Nikki Haley Sucks and Is Also Inadvertently Hilarious
The GOP presidential hopeful—tied in 2nd place behind Trump—had a banner week of head-scratching, puzzling, and admittedly hilarious gaffes.
Nikki Haley is such a uniquely, nauseatingly awful politician because she insists on play-acting as the reasonable adult in the room. In reality, she’s said she would ban abortion if she could, she wants to defund schools that teach whatever she deems to be “critical race theory,” and, as of Thursday night, she seemingly suggested she wants us all to be depressed. More on that shortly!
It’s truly been a banner week for head-scratching, downright puzzling, and admittedly side-splitting gaffes from the presidential candidate, who’s roughly tied in second with Florida Gov. Ron DeSantis behind former President Trump for the Republican nomination. One poll this week put Haley in front of DeSantis, which has me wondering if the Republican base is just enthused by weirdos??? (Their pick for 2016 and 2020 would certainly suggest that this is the case.) Because… let’s go over how Haley kicked off 2024 this week, shall we?
First, an excerpt from her 2012 memoir, Can’t Is Not an Option, went viral on Twitter, and it’s one of the strangest things I’ve seen in a while. In the excerpt, Haley writes that one day, she looked at her husband William Michael Haley, long called “Bill,” and decided that he “just [didn’t] look like a Bill.” When he told her his full name—William Michael—Haley decreed that he “looks like a Michael” and henceforth, that was his name. No muss, no fuss, and no more Bill. When you pull back all the layers of oddity to this little tale, there’s admittedly something kind of charming about a husband so deferential he’d let his wife rename him—an adult man—as one would a dog you adopt off the street. If only her politics weren’t so awful, then I could almost appreciate this heaping of Alpha energy. In any case, charming story or not, it leaves me with a lot of questions: What’s wrong with “Bill”?? How does one simply “look like a Michael”?? And… Haley really likes to rename people, doesn’t she?
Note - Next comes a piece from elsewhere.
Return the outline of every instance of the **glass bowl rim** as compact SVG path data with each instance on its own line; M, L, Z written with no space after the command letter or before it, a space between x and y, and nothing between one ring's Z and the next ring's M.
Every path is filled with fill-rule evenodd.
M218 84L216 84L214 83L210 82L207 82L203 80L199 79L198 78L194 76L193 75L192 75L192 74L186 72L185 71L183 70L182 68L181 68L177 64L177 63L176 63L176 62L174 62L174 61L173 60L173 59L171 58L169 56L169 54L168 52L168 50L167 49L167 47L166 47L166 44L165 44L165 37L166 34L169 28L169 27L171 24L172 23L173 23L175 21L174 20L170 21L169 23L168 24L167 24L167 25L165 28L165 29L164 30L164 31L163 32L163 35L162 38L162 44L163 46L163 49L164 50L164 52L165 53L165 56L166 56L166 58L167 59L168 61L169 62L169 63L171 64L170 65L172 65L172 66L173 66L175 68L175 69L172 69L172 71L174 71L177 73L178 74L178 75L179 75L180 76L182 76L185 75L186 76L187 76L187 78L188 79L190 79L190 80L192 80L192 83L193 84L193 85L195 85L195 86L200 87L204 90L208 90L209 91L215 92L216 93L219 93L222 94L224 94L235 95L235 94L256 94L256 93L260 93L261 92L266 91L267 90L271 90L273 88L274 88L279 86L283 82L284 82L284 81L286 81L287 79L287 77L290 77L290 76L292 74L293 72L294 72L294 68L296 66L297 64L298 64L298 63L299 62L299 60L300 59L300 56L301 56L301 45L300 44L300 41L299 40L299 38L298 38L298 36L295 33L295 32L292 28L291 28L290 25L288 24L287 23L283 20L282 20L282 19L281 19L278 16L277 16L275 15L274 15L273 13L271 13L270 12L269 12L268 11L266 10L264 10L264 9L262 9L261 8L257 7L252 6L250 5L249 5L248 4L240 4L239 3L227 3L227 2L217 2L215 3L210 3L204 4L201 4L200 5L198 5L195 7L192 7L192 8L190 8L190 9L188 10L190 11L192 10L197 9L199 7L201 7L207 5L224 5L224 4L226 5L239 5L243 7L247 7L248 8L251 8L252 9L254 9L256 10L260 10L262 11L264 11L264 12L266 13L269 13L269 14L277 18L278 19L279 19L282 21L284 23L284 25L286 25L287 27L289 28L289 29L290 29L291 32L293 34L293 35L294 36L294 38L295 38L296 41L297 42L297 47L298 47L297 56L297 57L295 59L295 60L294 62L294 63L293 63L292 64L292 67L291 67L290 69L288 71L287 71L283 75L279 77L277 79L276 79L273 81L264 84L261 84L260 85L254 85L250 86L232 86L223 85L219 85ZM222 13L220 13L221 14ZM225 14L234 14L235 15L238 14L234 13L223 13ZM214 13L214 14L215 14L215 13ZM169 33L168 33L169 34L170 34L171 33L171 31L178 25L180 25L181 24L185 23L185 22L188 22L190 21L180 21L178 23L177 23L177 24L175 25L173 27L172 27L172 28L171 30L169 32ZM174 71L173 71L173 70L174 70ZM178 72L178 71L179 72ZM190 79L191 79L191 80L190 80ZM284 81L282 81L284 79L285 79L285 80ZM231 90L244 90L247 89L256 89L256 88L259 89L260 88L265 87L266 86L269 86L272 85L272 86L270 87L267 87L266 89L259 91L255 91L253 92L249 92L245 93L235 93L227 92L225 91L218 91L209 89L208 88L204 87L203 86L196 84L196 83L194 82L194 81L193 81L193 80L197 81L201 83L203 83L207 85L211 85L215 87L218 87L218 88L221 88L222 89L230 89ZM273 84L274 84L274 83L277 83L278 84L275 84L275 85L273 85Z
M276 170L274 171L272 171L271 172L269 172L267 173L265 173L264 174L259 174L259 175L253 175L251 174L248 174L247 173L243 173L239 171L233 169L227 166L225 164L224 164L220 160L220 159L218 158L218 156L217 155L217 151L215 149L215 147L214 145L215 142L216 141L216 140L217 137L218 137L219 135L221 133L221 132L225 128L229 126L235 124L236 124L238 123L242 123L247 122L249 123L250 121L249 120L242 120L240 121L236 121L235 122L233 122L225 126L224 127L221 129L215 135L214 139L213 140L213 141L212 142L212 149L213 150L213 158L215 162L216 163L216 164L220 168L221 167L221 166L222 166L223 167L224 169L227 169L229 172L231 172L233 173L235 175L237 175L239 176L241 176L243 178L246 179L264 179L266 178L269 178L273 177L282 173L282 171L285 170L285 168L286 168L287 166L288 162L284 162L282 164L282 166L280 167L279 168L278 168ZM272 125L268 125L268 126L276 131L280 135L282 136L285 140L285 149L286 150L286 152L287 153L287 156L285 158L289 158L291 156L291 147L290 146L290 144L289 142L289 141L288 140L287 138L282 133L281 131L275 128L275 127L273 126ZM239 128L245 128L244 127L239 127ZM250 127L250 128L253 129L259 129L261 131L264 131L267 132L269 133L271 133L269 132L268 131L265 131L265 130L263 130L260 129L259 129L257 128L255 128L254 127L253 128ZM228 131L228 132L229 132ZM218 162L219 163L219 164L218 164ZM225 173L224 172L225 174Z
I am also laughing at Haley’s latest attempt to defend her awful statements from last month, in which she declined to identify slavery as the core cause of the Civil War. In a CNN town hall on Thursday night, when asked about rival Chris Christie calling her “dumb or racist” for her comments, Haley conceded that she “should have said slavery right off the bat.” But she denied being racist. Her evidence? “You grow up and you have—you know, I had Black friends growing up. [Slavery is] a very talked about thing,” Haley said. “We have a big history in South Carolina when it comes to, you know, slavery, when it comes to all the things that happen with the Civil War, all that.” Ah, yes, the “Black friend” card—the trump card for casual racists whenever they’re gently, politely confronted for an offensive comment they’ve made. Someone in the Republican field—which features the likes of former President Trump and DeSantis, who’s supported public school curriculum that teaches the “benefits” of slavery—was bound to play this card eventually. And in true #GirlPower fashion, Haley pulled it first in 2024.
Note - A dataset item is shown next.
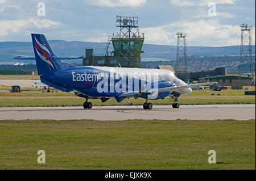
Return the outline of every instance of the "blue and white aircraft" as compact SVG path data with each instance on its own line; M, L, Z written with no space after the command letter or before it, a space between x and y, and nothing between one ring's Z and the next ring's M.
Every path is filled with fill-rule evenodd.
M115 98L120 102L133 97L146 99L143 108L151 110L152 105L148 99L163 99L168 96L174 99L172 107L177 108L178 97L191 93L191 87L217 83L188 85L168 70L76 66L61 60L70 58L57 57L44 35L31 36L41 82L65 92L73 91L85 98L85 109L92 107L89 99L101 99L105 102Z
Finally, that brings us to Friday, as the internet collectively scratches its head at Haley’s Thursday night tweet, “We have to deal with the cancer that is mental health.” One first reading it, I was deeply confused. On second read, it sounds like Haley is calling mental health—or perhaps just a culture that takes mental health seriously—a “cancer” to be “dealt with,” which I can only assume means she’s running on a platform of untreated mental illness for all…? It’s hard to even riff off of this when I have no real sense of what she’s saying. (Though my best guess is she was trying for something like “mental health crisis.”)
So, that was Nikki Haley’s first week of headlines in 2024. The Iowa Caucus is just 10 days away and Haley is in the news for renaming her husband, touting her Black friends, and comparing mental wellness to a cancer that must be expunged. You’re doing great, Nikki!